La cruz que recuerda la memoria de Lidia Cruz Chambi se había roto. Era de metal liviano, mal soldado, muy precaria: con tanta lluvia, cascajo y piedra cayendo, algo la mutiló y ahora ya no cuenta con uno de sus brazos, donde estaba escrito su nombre: Lidia y parte de la fecha de su fallecimiento: 30 de junio de 2014, pocos meses faltan para que se cumpla una década.
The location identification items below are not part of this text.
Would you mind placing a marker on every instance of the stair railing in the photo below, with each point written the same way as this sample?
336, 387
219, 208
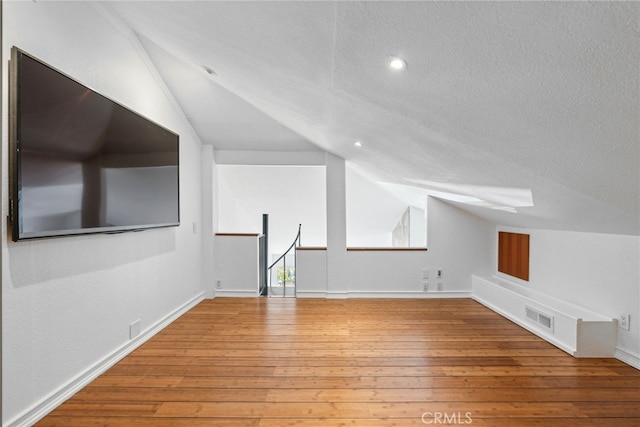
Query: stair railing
283, 258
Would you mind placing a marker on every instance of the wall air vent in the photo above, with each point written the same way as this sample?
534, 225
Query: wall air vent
541, 319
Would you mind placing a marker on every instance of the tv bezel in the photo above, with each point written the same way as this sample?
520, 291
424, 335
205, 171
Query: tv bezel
15, 161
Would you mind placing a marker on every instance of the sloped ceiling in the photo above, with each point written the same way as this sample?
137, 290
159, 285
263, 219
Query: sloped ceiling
525, 113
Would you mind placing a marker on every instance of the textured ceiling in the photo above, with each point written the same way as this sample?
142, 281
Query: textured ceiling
526, 113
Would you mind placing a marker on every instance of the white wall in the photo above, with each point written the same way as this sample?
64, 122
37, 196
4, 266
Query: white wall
600, 272
236, 265
458, 244
372, 212
291, 195
68, 302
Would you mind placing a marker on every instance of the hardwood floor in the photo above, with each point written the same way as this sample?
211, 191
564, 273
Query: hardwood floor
357, 362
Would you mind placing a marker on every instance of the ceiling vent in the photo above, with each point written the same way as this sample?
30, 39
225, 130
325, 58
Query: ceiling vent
541, 319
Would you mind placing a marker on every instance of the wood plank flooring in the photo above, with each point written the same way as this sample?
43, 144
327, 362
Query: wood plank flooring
359, 362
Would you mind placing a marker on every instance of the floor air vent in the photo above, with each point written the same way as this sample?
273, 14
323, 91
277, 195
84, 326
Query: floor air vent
541, 319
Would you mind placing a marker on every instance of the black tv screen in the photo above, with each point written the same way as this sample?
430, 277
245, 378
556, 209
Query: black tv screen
82, 163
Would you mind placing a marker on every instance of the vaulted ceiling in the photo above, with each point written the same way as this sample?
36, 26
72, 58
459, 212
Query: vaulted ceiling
526, 113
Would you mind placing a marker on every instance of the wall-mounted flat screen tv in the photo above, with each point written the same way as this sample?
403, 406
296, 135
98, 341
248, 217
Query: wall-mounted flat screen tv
82, 163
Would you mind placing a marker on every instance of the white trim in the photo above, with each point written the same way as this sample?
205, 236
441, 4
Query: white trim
415, 295
280, 158
386, 294
628, 357
311, 294
221, 293
547, 337
39, 409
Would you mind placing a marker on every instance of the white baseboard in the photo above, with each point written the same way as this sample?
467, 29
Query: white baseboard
392, 294
628, 357
39, 409
242, 293
549, 338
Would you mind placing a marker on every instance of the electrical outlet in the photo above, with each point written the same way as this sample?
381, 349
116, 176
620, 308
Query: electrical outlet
624, 322
134, 329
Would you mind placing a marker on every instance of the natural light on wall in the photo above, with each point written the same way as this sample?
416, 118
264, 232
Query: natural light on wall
381, 217
500, 198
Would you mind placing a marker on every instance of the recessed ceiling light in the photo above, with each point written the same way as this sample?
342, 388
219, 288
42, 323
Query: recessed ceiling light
209, 70
397, 63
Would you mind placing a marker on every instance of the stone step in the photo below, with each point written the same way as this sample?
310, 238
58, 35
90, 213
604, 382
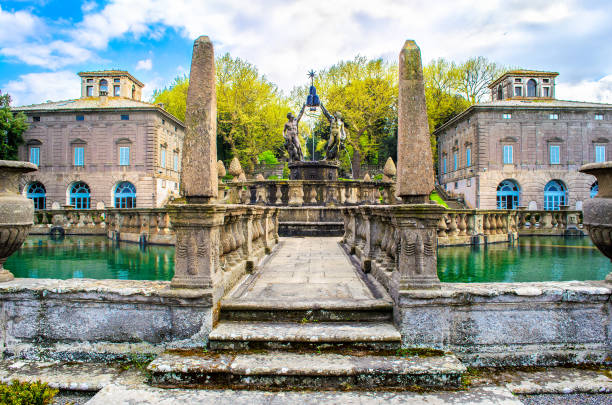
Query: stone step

Es una almita que quiero mucho la de Lidia. Reconocí su cruz -la cruz de Lidia Cruz- hace algunos años ya que se mimetizaba con el terreno, un sombrío lugar debajo de un prominente precipicio de greda. Oscuro como la tumba donde yace mi amigo, sentí primero, a lo Lowry, luego vino a mi esa inmortal rima de Bécquer. Gustavo Adolfo: Tan medroso y triste/ tan oscuro y yerto/ todo se encontraba/ que pensé un momento: ¡Dios mío, qué solos/ se quedan los muertos!, después me acordé del Ramón y su novela sobre el Mariscal Sucre y su asesinato injusto y sí, Lidia, Lidia querida: qué sola estabas hasta que vi tu cruz y cada vez que pasaba a tu vera, te saludaba, te recordaba viva - ¿quién serías noble almita? ¿Cuáles azares hicieron que tu cruz se alce en un lugar tan triste, triste de verdad, tristísimo? - No lo sabré nunca, pero te seguiré acompañando para desmentir, así sea una pizca, que el destino de los muertos es la soledad y el olvido. Tu cruz mutilada y herida renueva mi fe en ese más allá donde vos estás y alguien te ampara y te cuida.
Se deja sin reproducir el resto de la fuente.